You are running Kruskal's algorithm. You've already added several edges to your MST. The next-lightest remaining edge connects vertex A to vertex B, but both A and B are already in your current tree. What should you do?
AAdd it anyway — Kruskal's always adds the globally lightest available edge.
BSkip it, because adding it would create a cycle in the spanning tree.
CReplace the heaviest edge currently in the tree with this lighter one.
DStop the algorithm — encountering this edge means the MST is complete.
A spanning tree by definition contains no cycles. If A and B are already connected through the current tree, adding another edge between them would create a cycle — violating the tree property. Kruskal's adds edges greedily in weight order BUT only if they don't create a cycle. This cycle-detection step is the key operation, implemented via Union-Find in practice. The algorithm is not done — it continues until n−1 edges have been added.
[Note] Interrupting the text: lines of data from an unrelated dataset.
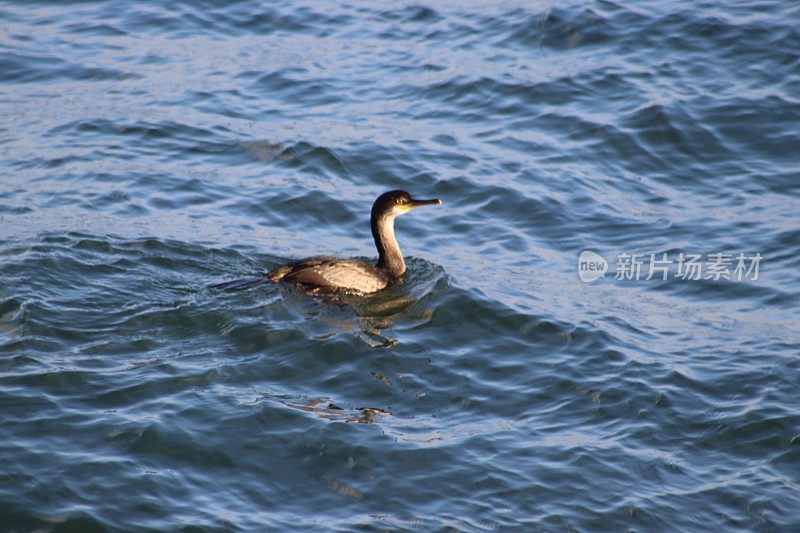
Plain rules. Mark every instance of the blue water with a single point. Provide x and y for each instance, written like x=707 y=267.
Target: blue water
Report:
x=150 y=149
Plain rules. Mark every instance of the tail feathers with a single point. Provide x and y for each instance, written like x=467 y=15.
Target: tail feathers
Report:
x=239 y=284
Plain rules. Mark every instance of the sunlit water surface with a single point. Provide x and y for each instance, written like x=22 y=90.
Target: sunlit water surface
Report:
x=149 y=149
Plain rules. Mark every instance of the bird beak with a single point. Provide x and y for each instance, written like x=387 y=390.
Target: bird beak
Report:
x=413 y=204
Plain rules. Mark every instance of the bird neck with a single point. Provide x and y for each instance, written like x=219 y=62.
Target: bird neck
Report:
x=390 y=258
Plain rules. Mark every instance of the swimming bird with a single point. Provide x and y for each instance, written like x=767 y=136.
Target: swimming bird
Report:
x=325 y=274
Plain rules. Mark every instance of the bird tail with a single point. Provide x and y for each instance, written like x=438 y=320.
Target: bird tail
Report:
x=241 y=284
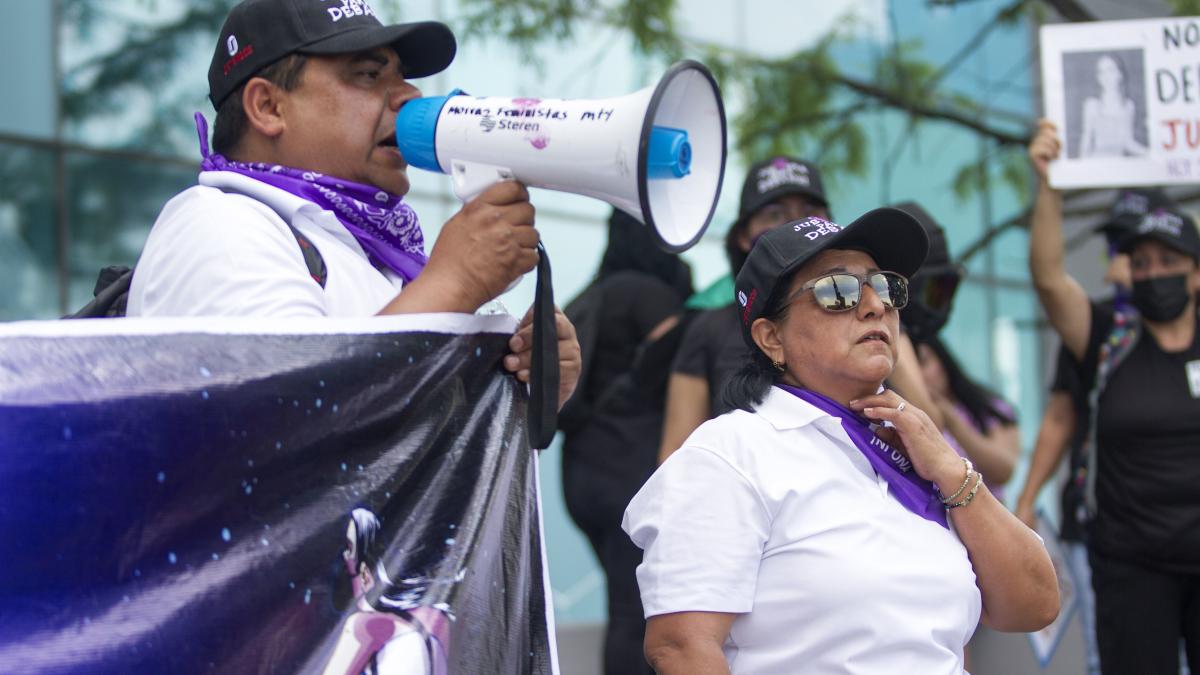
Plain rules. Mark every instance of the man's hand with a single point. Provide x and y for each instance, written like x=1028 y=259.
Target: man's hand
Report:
x=570 y=360
x=487 y=245
x=1044 y=148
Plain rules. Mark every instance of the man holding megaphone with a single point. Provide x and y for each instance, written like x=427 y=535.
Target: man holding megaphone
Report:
x=299 y=210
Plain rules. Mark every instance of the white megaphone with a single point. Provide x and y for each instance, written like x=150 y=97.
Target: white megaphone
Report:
x=657 y=154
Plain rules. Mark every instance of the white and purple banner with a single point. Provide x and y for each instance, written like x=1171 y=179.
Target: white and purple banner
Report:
x=247 y=496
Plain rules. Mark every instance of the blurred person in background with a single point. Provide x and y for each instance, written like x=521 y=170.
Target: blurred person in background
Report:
x=1065 y=420
x=628 y=324
x=978 y=424
x=1143 y=374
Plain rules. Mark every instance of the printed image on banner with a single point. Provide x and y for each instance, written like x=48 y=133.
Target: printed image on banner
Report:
x=1123 y=96
x=268 y=503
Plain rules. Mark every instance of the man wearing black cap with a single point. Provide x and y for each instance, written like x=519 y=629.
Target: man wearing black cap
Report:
x=1143 y=370
x=1062 y=432
x=299 y=210
x=775 y=191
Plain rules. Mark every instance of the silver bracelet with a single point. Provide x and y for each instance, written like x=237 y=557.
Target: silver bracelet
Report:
x=970 y=495
x=963 y=487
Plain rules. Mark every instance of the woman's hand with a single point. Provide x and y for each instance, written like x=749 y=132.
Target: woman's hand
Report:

Question 2 Multiple Choice
Why can Kruskal's and Prim's algorithms find globally optimal MSTs using only local greedy choices, while a greedy approach fails for minimum Hamiltonian paths?
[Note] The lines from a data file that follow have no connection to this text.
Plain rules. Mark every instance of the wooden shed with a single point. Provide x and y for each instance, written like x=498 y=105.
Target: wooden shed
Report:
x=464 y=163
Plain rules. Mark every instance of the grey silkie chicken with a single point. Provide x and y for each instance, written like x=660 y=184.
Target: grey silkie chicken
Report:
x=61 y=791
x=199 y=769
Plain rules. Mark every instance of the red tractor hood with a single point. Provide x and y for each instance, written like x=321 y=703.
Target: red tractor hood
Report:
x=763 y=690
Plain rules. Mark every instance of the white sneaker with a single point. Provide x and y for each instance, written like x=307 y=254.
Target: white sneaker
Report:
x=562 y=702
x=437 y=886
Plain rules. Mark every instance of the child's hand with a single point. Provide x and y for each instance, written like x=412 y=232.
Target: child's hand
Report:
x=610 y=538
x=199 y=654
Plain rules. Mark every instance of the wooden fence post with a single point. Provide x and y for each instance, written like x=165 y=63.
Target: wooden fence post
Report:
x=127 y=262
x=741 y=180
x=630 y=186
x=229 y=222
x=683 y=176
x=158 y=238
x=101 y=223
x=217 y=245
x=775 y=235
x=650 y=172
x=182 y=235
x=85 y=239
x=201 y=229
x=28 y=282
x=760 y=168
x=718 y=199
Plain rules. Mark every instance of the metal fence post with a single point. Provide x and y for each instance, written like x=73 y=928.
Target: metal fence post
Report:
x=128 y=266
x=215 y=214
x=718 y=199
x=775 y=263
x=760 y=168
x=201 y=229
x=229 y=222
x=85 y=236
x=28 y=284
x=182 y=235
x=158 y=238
ABecause MST algorithms process a smaller number of edges than Hamiltonian path algorithms.
BBecause the cut property provides a local certificate of global optimality: the minimum-weight edge crossing any partition of vertices into two sets must belong to some MST.
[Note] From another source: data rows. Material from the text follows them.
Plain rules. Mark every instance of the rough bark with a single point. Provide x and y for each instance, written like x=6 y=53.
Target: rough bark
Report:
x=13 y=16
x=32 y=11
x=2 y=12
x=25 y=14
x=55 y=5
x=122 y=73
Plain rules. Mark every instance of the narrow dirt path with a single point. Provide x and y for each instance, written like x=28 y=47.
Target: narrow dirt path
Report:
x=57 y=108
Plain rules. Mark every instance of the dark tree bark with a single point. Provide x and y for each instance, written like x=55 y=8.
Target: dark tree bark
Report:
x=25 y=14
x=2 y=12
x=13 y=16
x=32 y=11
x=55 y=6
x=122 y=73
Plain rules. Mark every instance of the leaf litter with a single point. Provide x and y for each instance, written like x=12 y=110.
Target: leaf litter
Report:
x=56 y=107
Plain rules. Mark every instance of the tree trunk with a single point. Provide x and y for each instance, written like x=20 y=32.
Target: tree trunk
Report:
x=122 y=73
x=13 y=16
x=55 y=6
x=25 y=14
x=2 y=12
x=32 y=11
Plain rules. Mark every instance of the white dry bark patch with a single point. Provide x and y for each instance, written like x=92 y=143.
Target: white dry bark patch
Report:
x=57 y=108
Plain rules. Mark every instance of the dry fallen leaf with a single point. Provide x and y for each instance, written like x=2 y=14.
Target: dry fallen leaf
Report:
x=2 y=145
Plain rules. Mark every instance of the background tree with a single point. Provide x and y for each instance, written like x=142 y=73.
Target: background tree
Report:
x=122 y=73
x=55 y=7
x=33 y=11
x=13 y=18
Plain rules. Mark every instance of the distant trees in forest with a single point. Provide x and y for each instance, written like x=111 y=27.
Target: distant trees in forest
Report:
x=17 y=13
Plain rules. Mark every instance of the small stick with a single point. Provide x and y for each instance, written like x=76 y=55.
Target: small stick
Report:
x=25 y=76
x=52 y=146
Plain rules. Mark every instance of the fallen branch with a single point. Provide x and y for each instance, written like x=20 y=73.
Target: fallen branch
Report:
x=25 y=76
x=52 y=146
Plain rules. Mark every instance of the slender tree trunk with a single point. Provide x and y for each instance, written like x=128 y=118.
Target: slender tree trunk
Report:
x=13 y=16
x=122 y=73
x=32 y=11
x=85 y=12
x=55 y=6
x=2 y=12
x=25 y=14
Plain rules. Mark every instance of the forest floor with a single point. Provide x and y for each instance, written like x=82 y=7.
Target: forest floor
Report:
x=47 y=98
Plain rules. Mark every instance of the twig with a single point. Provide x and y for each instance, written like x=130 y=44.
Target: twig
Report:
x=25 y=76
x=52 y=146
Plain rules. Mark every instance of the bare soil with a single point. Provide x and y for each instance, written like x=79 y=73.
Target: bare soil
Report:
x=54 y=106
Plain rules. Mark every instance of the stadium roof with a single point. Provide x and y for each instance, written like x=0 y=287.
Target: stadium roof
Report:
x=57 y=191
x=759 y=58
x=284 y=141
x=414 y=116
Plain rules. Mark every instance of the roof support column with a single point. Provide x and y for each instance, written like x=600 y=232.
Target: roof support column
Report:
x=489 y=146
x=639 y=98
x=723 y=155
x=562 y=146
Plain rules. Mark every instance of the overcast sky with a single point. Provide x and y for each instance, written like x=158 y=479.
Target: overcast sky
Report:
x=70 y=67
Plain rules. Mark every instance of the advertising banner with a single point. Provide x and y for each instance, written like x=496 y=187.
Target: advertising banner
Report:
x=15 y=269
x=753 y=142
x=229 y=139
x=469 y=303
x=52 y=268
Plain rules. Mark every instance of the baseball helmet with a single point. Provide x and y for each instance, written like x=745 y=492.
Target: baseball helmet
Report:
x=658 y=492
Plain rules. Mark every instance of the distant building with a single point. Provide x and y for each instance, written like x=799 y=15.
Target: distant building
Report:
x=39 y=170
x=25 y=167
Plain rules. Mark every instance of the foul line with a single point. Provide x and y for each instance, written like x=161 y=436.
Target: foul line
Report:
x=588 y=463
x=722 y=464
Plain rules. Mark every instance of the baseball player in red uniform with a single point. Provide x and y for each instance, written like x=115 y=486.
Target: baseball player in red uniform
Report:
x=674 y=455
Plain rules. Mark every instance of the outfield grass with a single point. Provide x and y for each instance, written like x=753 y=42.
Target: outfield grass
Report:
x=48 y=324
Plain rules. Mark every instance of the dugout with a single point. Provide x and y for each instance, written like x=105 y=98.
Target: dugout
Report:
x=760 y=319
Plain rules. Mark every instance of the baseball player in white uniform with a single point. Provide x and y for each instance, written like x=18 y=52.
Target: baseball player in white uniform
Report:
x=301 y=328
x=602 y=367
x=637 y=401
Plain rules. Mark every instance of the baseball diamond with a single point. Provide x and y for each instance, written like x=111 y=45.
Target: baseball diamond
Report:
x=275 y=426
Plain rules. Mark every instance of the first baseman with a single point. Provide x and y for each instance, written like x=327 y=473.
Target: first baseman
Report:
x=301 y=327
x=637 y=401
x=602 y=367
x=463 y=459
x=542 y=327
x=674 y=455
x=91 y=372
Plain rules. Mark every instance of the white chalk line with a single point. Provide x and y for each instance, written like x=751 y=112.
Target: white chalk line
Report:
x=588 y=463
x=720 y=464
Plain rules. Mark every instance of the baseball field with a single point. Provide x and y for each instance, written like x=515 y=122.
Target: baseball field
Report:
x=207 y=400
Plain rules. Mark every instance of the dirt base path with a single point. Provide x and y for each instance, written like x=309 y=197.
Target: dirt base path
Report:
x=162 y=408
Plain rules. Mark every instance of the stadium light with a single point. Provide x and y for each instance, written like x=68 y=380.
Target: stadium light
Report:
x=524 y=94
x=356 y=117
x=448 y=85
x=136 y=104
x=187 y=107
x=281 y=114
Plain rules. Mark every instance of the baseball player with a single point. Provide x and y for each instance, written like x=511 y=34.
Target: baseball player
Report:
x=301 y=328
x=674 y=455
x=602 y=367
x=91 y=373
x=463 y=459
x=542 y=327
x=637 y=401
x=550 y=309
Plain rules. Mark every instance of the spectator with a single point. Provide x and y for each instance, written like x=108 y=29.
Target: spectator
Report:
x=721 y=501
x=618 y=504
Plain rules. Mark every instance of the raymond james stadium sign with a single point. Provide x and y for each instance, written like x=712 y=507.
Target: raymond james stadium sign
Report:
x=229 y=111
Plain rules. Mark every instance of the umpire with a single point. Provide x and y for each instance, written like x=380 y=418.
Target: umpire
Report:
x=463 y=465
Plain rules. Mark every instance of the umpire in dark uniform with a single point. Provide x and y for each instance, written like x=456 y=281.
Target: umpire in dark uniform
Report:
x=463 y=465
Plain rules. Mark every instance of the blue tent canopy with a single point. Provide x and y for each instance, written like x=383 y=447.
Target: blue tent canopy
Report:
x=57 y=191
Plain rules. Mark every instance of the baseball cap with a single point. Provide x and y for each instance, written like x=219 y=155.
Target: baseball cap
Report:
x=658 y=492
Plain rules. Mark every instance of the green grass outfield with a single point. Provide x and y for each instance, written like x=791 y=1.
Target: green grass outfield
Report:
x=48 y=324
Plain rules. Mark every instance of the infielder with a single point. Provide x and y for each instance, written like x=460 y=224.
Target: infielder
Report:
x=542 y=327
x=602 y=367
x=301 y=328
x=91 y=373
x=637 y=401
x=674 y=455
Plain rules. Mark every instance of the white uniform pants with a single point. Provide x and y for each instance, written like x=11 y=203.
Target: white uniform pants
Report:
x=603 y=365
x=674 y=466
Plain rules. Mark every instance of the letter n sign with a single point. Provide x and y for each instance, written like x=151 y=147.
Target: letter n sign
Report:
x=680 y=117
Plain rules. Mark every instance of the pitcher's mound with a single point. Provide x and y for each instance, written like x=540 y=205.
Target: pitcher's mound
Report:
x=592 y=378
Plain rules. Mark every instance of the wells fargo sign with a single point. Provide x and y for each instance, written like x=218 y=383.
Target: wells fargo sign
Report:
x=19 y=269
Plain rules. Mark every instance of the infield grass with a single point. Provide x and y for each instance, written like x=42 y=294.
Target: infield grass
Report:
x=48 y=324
CBecause spanning trees are structurally simpler than Hamiltonian paths, making search space exploration easier.
DBecause greedy algorithms are universally correct for graph problems and fail only for non-graph combinatorial problems.
The cut property is the structural reason greedy works for MSTs: for any way you divide the graph's vertices into two groups, the cheapest edge crossing that cut must appear in some MST. This means every locally greedy choice has a global guarantee. The minimum Hamiltonian path problem lacks this property — adding the locally cheapest edge can foreclose globally optimal solutions. MST belongs to a matroid structure where local optima are global; TSP does not.
Question 3 True / False
A weighted connected graph typically has exactly one minimum spanning tree.
TTrue
FFalse
Answer: False
When two or more edges have equal weights, different spanning trees can be constructed that each achieve the same minimum total weight. For example, if edges (A,B) and (C,D) both weigh 5, and either could be included in a valid MST, there may be multiple MSTs all sharing the same optimal cost. Uniqueness is only guaranteed when all edge weights are distinct. This is explicitly noted as a common misconception in the topic.
Question 4 True / False
According to the cut property, the minimum-weight edge crossing any partition of a connected graph's vertices into two non-empty sets must belong to at least one MST.
TTrue
FFalse
Answer: True
The cut property is the foundational theorem underlying both Kruskal's and Prim's correctness. For any cut (partition of vertices into two non-empty sets), the lightest edge crossing it is guaranteed to appear in some MST. Prim's algorithm exploits this directly at every step: it grows a tree by always adding the cheapest edge from the current tree to an outside vertex — which is always the minimum-weight edge crossing the cut between 'inside' and 'outside' vertices.
Question 5 Short Answer
A network designer installs cables connecting 10 cities using exactly the MST of the city graph. Several months later, one cable fails (an edge is removed from the MST). Why does this necessarily disconnect at least two cities from the rest? How does this relate to the defining structural property of spanning trees?
Think about your answer, then reveal below.
Model answer: A spanning tree has exactly n−1 edges and, crucially, no cycles. This means there is exactly one path between any pair of vertices. When an edge is removed from a tree, the unique path between the vertices it connected is eliminated — the tree splits into two disconnected components. There is no redundant path to fall back on. This is why the designer's choice of the MST, while cost-optimal, provides zero fault tolerance: any single edge failure disconnects the network. The tradeoff between cost minimization (MST) and redundancy (additional edges) is a core network design consideration.
The key structural insight is that trees are minimally connected: they use the fewest possible edges (n−1) to keep all vertices reachable, which also means removing any single edge breaks connectivity. MST minimizes cost by exploiting this minimality — but minimality means no redundancy.